On voudra savoir peut-être quel rôle je fais jouer, dans la formation des idées, à la réflexion et à toutes les propriétés actives, à toutes les facultés de l'esprit.

Je répondrai, et je crois que c'était aussi l'opinion de Descartes, que toutes ces facultés se réduisent, en dernière analyse, à l'attention, et que l'attention ne produit rien; qu'elle ne fait que rendre les idées, ou les choses que l'âme considère plus claires et plus distinctes, en concentrant sa lumière intellectuelle sur tel point à l'exclusion de tous les autres; qu'elle est, pour celui qui médite, ce que la lunette astronomique et le microscope sont pour l'observateur de la nature; qu'elle découvre, ou nous fait découvrir, ce qui existe, mais qu'elle ne crée point; qu'elle nous fait apercevoir des propriétés, des rapports, des phénomènes, mais qu'elle ne les fait point naître, qu'elle ne les engendre point. Elle n'engendre aucune idée, et ce n'est pas elle qui conçoit.

Cela n'empêche pas que, sans l'usage de ces facultés de l'esprit, nous ne pourrions avoir aucune connaissance certaine, aucune idée claire et distincte: car enfin, pour bien voir, il faut regarder; pour bien entendre, il faut écouter, c'est-à-dire être attentif; comme il faut être attentif pour avoir conscience de ce qui se passe en nous, et réfléchir, pour apercevoir de nouveaux rapports.
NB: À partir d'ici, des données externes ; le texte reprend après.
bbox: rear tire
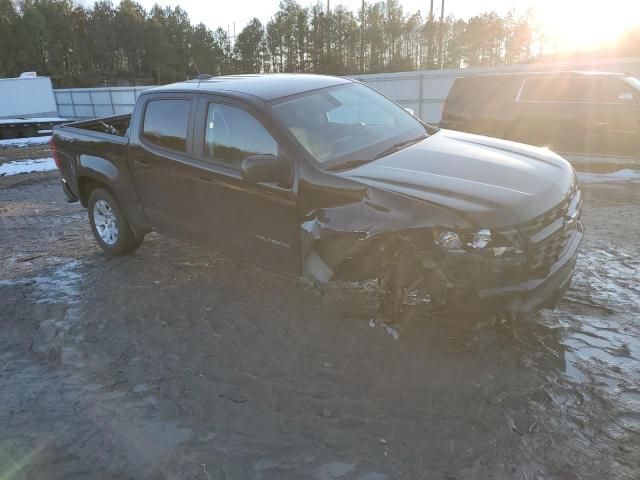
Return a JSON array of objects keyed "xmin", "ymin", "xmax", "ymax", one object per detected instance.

Il résulte de ce qui précède: 1° qu'il n'y a pas plus d'idées innées que de sensations innées; 2° que toute sensation, tout sentiment, toute idée, toute notion, en un mot tout phénomène intellectuel ou moral, suppose, dans l'âme, quelque propriété passive, dans laquelle il existe en puissance, et qui en est la cause conditionnelle, je veux dire la condition indispensable sans laquelle la cause efficiente, qui le produit,

ou le fait passer de la puissance à l'acte, n'agirait pas autrement que sur un automate; 3° que toute idée, de quelque nature qu'elle puisse être, a directement ou a eu originairement sa cause efficiente dans les objets extérieurs, physiques ou moraux, ou dans les rapports qu'ils ont entre eux, en tant qu'ils agissent sur l'entendement par l'intermédiaire des sens; et 4o enfin, que les propriétés actives, ou facultés de l'âme, telles que l'attention et la réflexion, ne produisent aucune idée, mais qu'elles dirigent et rendent, en quelque sorte, plus intenses les propriétés passives par lesquelles l'âme les conçoit, ou, ce qui revient au même, qu'elles éclairent les objets que l'âme considère.

ESSENCE.

La philosophie avait autrefois adopté certains êtres créés par l'imagination de l'homme, dont elle avait fait comme autant de petits dieux, devant lesquels elle se prosternait, en quelque sorte, et qui étaient l'objet de ses plus sérieuses et de ses plus profondes méditations. Mais, malgré l'espèce d'immortalité qu'on leur attribuait, le flambeau de l'expérience et celui de la saine raison les ont fait, pour la plupart, évanouir comme des ombres.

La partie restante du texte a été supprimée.